The range is easy to compute but sensitive to outliers — a single extreme value can make a tightly clustered distribution look spread out.

Interquartile Range (IQR)

The IQR measures the spread of the middle 50% of the data — from the 25th percentile (Q1) to the 75th percentile (Q3). It ignores the extremes and is more robust than the range:

vdem2022 |>
  summarize(
    Q1  = quantile(polarization, .25, na.rm = TRUE),
    Q3  = quantile(polarization, .75, na.rm = TRUE),
    IQR = IQR(polarization, na.rm = TRUE)
  )

       Q1     Q3   IQR
1 -0.8955 1.1065 2.002

A box plot visualizes the IQR and the five-number summary (min, Q1, median, Q3, max) in one compact display. Values beyond 1.5 × IQR from the box are flagged as potential outliers:

ggplot(vdem2022, aes(x = "", y = polarization)) +
  geom_boxplot(fill = "steelblue") +
  labs(
    x = "",
    y = "Political Polarization",
    title = "Distribution of Political Polarization Scores, 2022",
    caption = "Source: V-Dem Institute"
  ) +
  theme_minimal()

Standard Deviation

The standard deviation is the most widely used measure of spread. It tells us, on average, how far each observation lies from the mean. A small standard deviation means values cluster tightly; a large one means they are spread out.

vdem2022 |>
  summarize(
    mean_pol = mean(polarization, na.rm = TRUE),
    sd_pol   = sd(polarization, na.rm = TRUE)
  )

   mean_pol   sd_pol
1 0.1979218 1.404498

Standard deviation is derived from the variance, which is the average squared deviation from the mean. Standard deviation is just the square root of variance — bringing the result back to the original units.

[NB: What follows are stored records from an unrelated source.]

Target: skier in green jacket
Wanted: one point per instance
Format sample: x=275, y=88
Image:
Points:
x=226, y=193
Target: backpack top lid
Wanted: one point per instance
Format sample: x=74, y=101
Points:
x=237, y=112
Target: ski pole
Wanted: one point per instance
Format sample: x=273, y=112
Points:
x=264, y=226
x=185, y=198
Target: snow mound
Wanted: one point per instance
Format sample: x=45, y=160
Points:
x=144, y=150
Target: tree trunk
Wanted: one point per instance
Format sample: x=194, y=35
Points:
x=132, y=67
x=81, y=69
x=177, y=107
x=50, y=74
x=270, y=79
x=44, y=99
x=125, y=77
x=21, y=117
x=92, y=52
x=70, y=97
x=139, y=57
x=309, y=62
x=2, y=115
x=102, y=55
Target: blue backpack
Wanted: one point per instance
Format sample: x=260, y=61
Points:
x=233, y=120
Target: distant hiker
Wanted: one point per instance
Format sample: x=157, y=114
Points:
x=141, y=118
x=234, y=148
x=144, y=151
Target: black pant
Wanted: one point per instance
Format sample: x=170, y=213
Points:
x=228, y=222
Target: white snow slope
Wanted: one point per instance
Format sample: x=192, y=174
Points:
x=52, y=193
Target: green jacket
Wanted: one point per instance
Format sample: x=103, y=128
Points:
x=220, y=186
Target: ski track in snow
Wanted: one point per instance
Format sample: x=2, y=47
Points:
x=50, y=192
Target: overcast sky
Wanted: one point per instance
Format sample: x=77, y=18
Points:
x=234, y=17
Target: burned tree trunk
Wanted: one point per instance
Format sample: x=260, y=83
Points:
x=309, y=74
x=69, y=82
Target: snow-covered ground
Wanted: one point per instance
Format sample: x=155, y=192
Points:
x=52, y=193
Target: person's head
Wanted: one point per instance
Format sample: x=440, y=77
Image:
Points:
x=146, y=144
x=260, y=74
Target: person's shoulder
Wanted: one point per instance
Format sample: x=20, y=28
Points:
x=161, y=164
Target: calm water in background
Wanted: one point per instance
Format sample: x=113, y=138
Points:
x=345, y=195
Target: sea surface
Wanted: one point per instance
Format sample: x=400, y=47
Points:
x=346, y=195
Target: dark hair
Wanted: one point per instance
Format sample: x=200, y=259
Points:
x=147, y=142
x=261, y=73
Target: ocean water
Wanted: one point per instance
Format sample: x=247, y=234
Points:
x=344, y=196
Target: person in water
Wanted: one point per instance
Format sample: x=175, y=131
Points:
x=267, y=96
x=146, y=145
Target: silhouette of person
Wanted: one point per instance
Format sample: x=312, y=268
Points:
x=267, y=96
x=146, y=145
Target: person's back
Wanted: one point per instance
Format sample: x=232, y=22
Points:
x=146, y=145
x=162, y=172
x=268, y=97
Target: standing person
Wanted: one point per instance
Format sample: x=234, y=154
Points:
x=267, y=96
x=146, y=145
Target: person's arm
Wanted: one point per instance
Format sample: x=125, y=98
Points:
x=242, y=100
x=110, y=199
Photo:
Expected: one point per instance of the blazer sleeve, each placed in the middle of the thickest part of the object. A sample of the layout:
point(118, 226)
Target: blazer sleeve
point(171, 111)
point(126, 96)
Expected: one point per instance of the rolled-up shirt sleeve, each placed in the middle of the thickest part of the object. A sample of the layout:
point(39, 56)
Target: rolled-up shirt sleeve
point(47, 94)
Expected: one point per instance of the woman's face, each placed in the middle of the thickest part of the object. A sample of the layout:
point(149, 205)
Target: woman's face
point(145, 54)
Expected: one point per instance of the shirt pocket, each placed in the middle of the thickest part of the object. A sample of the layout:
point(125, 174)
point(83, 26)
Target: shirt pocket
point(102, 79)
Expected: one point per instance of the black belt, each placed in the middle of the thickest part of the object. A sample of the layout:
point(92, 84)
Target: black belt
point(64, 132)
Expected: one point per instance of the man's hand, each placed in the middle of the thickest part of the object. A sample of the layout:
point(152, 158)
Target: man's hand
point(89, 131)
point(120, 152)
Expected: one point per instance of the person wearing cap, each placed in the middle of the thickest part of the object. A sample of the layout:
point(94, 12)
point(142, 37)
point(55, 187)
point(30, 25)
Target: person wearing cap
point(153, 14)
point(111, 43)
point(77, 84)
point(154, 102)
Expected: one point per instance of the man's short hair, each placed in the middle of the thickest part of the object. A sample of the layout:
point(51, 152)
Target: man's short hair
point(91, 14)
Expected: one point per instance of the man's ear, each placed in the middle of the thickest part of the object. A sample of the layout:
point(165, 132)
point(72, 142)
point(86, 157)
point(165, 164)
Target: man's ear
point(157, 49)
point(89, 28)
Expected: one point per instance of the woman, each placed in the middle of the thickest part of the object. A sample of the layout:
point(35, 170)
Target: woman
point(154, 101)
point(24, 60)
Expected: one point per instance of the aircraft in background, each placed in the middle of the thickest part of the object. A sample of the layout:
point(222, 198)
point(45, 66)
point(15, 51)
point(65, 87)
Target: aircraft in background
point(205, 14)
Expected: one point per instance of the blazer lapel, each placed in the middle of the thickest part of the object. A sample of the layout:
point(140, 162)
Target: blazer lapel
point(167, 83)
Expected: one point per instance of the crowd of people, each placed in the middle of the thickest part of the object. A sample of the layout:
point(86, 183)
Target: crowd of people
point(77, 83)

\[s = \sqrt{\frac{1}{n-1} \sum_{i=1}^{n} (X_i - \bar{X})^2}\]

Step-by-Step: How Standard Deviation is Calculated

Let’s walk through the formula by hand using a small vector.

Important

Play the interactive code chunks below to see how each step works. You can also change the numbers in the initial vector to see how the standard deviation changes with different data.

Step 1. Create a simple vector and calculate deviations from the mean (\(e_i = X_i - \bar{X}\)):

#| label: sd-step1

x <- c(0, 1, 2, 3, 4, 5, 6, 7, 8, 9, 10)
e <- x - mean(x)
e

Step 2. Square each deviation (\(e_i^2\)) to remove negative signs:

#| label: sd-step2

e_squared <- e^2
e_squared

Step 3. Sum the squared deviations — this is the sum of squares:

#| label: sd-step3

sum_e_squared <- sum(e_squared)
sum_e_squared

Step 4. Divide by \(n - 1\) to get the sample variance (using \(n - 1\) rather than \(n\) gives an unbiased estimate of the population variance):

#| label: sd-step4

variance <- sum_e_squared / (length(x) - 1)
variance

Step 5. Take the square root to get the standard deviation:

#| label: sd-step5

sd_manual <- sqrt(variance)
sd_manual

Verify against R’s built-in sd():

#| label: sd-verify

sd(x)

The results match. Understanding this formula helps you interpret standard deviation intuitively: it is roughly the average distance of each observation from the mean.

Your Turn

Calculate range, IQR, and standard deviation for women_empowerment.
Create a box plot for women_empowerment. Are there any potential outliers?
Compare the spread of women_empowerment to polarization. Which variable has more variability? Does that match what you see in the density plots?